Population (31 December 2015)
- • Total: 532
- • Density: 19.1/km^{2} (49.6/sq mi)
- Demonym: Zignaghesi
- Time zone: UTC+1 (CET)
- • Summer (DST): UTC+2 (CEST)
- Postal code: 19020
- Dialing code: 0187
- Patron saint: Our Lady of Dragnone
- Saint day: 8 September
- Website: Official website

= Zignago =

Zignago (Zignego, locally Zignaigu) is a comune (municipality) in the Province of La Spezia in the Italian region Liguria, located about 70 km east of Genoa and about 20 km north of La Spezia.
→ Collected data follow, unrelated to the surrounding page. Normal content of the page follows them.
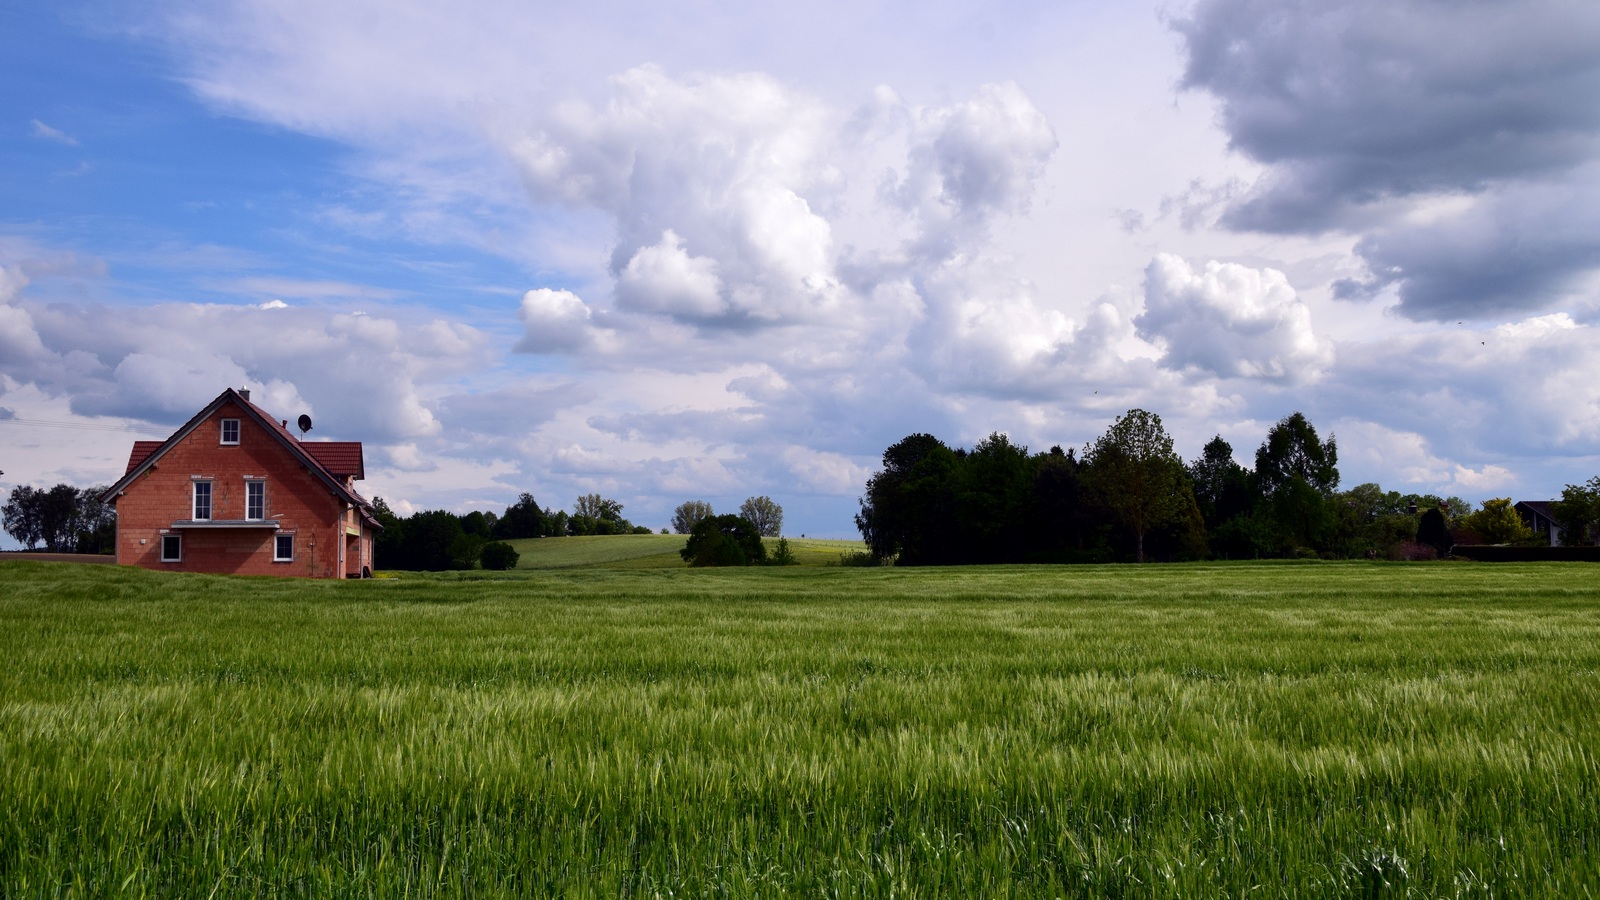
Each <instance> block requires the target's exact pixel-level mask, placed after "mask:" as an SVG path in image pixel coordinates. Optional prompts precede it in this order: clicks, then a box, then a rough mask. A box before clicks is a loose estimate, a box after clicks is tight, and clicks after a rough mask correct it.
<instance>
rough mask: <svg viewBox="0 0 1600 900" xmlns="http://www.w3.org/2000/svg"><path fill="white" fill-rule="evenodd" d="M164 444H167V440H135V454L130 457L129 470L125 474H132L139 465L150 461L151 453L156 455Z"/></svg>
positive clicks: (134, 453)
mask: <svg viewBox="0 0 1600 900" xmlns="http://www.w3.org/2000/svg"><path fill="white" fill-rule="evenodd" d="M162 444H166V442H165V440H134V442H133V453H130V455H128V469H126V471H125V472H123V474H128V472H131V471H133V469H134V468H136V466H138V464H139V463H142V461H146V460H149V458H150V453H155V452H157V450H160V448H162Z"/></svg>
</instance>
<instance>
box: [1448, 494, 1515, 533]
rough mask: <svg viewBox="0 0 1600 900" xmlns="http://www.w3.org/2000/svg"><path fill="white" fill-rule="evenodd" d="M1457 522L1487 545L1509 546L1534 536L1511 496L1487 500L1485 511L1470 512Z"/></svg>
mask: <svg viewBox="0 0 1600 900" xmlns="http://www.w3.org/2000/svg"><path fill="white" fill-rule="evenodd" d="M1456 522H1458V524H1459V527H1461V528H1464V530H1467V532H1470V533H1472V535H1475V536H1477V538H1478V540H1480V541H1483V543H1486V544H1509V543H1512V541H1525V540H1528V538H1531V536H1533V528H1530V527H1528V524H1526V522H1523V520H1522V516H1518V514H1517V509H1515V508H1514V506H1512V501H1510V498H1509V496H1496V498H1493V500H1485V501H1483V509H1478V511H1477V512H1469V514H1466V516H1462V517H1459V519H1458V520H1456Z"/></svg>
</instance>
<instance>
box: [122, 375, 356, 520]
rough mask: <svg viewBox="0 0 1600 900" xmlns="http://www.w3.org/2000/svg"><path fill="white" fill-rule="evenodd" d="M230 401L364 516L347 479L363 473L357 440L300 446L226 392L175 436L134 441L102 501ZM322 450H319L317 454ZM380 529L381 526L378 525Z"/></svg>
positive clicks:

Zignago borders the following municipalities: Brugnato, Rocchetta di Vara, Sesta Godano, Zeri.

== History ==
=== The Torpiana massacre (1945) ===
In April 1945, the hilly territory of Torpiana was the scene of the summary execution of twenty-three soldiers of the National Republican Guard (Guardia Nazionale Repubblicana - GNR). They had been taken prisoner by the "Zignago" Battalion, a unit belonging to the Giustizia e Libertà partisan column, following the surrender of the garrison of Borghetto di Vara on 12 April. The prisoners were marched on foot to the hamlet and shot near a local natural cave historically known as the "Tana du Cadin du Mazendà", where the bodies were hidden. Despite being hidden in the cave, two wounded soldiers (including Giuseppe Pocci) initially managed to escape during the night, but were subsequently tracked down in the surrounding area and killed.

The historical memory of the event was preserved both through the parish diary of the priest at the time, Father Ravini, and thanks to decades of research spearheaded by Carlo Pocci, the son of one of the victims. In the early 2000s, a complex investigation by the Judicial Police and Deputy Prosecutor General Luigi Cavadini Lenuzza established that the executions were preceded by severe torture, violence, and abuse of the prisoners. Due to the particular brutality of these acts, the magistrates of the General Prosecutor's Office ruled out the applicability of the political amnesty (the so-called "Togliatti amnesty"). However, the criminal proceedings against the surviving suspects were ultimately dismissed by the judge for preliminary investigations due to the statute of limitations, as the legal limit had expired on 12 April 1960.